BT simulated a disaster to check its ability to cope - while loss adjusters Cunningham Lindsey faced the acid test of a serious fireBT
A clear June morning in Edinburgh was the setting for BT's most recent disaster recovery exercise. Its aim was to test and provide feedback on BT's ability to cope with a crisis that caused a collapse of telecommunications, resulting in disruption to residential, business and emergency services.
The scenario revolved around a simulated disaster, where fire had resulted in the partial loss of Edinburgh Castle. The consequence was the loss of a System X exchange - resulting in 30,000 lines going down, large numbers of payphones being out of service, widespread loss of 999, and the main police control ISPBX switch being out of action. Key individuals present at the site included observers from the Cabinet Office Civil Contingencies Secretariat, Barrie Maloney and Anna Bostromer.
One of the most serious consequences of the system failure was the immediate shut down of 999 services within the area.
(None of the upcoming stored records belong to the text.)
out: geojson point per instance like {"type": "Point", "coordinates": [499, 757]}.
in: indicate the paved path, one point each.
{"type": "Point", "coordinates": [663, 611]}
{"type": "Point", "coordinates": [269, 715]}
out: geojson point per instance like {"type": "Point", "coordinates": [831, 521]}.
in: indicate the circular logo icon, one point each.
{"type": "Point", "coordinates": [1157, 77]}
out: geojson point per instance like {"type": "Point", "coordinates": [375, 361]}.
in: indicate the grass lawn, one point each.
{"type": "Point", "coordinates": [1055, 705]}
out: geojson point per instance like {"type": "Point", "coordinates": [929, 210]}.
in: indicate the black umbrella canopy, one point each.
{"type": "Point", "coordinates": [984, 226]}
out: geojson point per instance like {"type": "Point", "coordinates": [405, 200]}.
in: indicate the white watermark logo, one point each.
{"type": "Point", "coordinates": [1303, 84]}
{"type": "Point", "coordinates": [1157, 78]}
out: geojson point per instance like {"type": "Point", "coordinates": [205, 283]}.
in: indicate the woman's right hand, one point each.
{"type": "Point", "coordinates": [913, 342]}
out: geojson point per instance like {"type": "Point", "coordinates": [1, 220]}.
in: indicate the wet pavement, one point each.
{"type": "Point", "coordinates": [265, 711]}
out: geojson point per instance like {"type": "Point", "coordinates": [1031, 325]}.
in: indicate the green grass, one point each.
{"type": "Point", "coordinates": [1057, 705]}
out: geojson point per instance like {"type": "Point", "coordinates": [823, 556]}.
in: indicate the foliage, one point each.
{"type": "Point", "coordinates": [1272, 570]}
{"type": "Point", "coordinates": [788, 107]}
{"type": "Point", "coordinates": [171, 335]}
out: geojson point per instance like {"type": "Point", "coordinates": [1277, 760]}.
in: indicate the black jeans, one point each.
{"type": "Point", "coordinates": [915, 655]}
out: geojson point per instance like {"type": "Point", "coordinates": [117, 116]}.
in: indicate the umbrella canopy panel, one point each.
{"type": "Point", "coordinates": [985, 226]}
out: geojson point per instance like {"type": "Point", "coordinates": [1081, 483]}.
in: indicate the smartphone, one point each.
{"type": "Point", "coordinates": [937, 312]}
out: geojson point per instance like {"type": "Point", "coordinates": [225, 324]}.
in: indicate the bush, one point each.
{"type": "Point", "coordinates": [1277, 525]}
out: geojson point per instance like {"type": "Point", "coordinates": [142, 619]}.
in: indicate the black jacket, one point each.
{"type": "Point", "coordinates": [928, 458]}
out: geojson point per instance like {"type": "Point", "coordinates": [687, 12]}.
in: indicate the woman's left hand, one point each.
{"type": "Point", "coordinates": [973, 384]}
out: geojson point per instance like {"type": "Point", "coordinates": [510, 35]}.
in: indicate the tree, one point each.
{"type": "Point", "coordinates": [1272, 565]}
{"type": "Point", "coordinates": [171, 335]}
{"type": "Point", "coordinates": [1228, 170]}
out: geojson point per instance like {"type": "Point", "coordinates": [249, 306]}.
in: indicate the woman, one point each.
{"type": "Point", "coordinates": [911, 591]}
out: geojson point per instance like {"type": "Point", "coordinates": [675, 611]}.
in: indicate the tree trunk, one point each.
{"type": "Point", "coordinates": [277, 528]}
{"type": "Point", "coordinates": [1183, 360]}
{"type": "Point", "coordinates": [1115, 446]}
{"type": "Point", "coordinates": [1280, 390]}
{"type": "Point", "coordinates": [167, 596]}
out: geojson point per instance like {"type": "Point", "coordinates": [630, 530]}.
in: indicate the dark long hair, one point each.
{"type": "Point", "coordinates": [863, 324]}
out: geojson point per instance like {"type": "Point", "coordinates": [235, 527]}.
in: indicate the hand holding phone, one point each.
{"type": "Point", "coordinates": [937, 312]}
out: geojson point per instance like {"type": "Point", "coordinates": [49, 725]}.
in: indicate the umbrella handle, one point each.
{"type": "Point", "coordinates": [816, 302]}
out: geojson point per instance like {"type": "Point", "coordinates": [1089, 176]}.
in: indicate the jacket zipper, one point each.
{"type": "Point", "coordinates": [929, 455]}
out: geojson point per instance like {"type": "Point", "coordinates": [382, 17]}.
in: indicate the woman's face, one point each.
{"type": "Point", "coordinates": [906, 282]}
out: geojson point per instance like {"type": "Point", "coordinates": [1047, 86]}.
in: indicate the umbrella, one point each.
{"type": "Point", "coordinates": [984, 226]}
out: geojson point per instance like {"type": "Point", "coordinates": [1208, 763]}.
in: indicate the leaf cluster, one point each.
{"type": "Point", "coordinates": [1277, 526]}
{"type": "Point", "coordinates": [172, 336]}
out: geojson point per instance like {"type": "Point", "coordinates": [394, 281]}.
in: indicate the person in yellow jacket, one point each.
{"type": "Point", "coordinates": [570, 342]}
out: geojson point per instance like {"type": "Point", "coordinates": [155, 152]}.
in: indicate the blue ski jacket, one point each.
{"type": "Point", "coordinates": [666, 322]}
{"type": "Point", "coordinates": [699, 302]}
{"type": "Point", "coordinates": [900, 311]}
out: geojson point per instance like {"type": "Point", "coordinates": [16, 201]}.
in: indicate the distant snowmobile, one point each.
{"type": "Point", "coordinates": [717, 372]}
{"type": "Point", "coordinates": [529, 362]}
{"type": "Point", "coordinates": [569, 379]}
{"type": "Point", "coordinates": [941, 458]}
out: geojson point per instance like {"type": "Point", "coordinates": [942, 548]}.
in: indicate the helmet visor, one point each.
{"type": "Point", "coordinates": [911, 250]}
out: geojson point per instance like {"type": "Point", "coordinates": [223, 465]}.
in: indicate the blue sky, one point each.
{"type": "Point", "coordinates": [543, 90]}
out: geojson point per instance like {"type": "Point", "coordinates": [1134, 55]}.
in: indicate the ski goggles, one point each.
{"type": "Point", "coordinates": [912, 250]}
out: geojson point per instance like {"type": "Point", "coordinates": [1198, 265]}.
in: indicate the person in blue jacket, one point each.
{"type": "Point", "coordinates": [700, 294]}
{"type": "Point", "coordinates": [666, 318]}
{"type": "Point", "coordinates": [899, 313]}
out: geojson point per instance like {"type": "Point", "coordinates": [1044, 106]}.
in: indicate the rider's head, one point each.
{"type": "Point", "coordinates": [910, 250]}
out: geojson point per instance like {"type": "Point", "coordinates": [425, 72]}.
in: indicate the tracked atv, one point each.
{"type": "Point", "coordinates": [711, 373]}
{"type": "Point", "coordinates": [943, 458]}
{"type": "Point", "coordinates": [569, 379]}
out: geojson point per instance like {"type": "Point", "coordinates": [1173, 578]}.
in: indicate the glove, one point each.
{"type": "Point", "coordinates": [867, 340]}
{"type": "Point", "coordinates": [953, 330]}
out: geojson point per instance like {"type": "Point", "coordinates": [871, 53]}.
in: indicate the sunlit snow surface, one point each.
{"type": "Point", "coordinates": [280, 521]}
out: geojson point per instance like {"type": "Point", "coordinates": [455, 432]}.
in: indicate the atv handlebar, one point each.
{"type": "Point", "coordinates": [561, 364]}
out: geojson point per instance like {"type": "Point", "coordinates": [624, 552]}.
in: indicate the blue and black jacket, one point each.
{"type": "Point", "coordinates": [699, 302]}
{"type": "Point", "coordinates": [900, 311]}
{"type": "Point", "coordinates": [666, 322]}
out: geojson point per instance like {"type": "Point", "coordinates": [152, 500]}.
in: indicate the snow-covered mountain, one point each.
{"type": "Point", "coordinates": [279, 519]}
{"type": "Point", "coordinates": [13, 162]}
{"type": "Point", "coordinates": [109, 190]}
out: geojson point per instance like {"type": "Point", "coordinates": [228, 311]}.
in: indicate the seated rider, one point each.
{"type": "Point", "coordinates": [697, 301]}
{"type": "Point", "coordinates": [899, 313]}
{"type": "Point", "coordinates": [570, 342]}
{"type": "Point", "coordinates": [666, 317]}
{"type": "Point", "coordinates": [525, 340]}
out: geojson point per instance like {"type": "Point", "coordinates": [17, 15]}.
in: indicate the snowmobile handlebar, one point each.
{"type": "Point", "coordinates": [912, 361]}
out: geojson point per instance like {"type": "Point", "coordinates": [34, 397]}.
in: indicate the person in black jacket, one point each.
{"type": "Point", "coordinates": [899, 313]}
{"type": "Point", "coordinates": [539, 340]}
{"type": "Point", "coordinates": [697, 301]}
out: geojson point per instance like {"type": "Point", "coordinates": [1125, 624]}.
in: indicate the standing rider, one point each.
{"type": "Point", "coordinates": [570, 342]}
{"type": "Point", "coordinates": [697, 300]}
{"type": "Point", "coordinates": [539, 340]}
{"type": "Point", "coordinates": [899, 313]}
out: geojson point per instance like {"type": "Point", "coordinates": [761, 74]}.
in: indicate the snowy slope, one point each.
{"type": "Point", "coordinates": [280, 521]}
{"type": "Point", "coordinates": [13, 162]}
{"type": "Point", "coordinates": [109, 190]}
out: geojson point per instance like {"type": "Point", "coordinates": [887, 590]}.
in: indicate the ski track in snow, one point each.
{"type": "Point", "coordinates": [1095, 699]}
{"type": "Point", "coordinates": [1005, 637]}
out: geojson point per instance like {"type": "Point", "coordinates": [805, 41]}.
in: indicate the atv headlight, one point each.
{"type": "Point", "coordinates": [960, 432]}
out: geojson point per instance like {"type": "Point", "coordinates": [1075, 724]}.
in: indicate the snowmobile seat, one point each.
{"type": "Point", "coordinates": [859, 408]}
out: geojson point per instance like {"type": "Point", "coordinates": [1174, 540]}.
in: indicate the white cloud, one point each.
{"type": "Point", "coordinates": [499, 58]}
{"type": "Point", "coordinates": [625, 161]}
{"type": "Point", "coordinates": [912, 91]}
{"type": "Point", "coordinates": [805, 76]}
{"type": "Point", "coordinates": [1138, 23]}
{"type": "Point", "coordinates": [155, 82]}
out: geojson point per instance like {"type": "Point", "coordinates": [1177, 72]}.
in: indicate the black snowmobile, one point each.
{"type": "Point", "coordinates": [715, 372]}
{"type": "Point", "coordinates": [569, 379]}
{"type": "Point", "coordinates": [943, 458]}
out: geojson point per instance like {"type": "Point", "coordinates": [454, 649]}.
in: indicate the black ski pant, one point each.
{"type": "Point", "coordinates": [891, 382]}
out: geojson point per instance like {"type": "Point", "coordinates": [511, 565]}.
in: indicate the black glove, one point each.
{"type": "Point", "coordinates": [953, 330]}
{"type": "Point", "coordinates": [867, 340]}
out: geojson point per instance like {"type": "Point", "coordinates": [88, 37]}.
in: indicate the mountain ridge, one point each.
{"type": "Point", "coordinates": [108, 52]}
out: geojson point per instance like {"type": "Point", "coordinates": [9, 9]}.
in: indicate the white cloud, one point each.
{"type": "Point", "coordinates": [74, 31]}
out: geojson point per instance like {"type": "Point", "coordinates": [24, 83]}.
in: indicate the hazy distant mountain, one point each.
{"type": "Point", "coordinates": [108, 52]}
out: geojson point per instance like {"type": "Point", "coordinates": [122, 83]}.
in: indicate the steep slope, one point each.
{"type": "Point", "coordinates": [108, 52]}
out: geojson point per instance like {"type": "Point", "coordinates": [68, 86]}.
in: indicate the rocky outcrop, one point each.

Getting these up and running in the shortest amount of time was top of the agenda. BT called upon its Commsure arm to achieve this goal.
With the BT Commsure mobile unit on 'hot standby', the team arrived well within their 12 hour deadline - the standard time that BT Commsure guarantees to reach any site within the UK. The 3.5 tonne unit that was deployed houses a Realitis DX PBX switching system capable of supporting up to 1,000 extensions, 300 digital trunks, 32 analogue trunks, and 8 switchboards.
The team immediately set about deploying the ISPBX switch, making it fully operational and networked to the embedded ISDN switch, located in Coventry. The combination of a speedy arrival, and BT Commsure's ability to configure the unit quickly, meant that limited 999 access was achieved in less than six hours. Full restoration of the service was completed within 12 hours, well inside the target 24-48 hour deadline.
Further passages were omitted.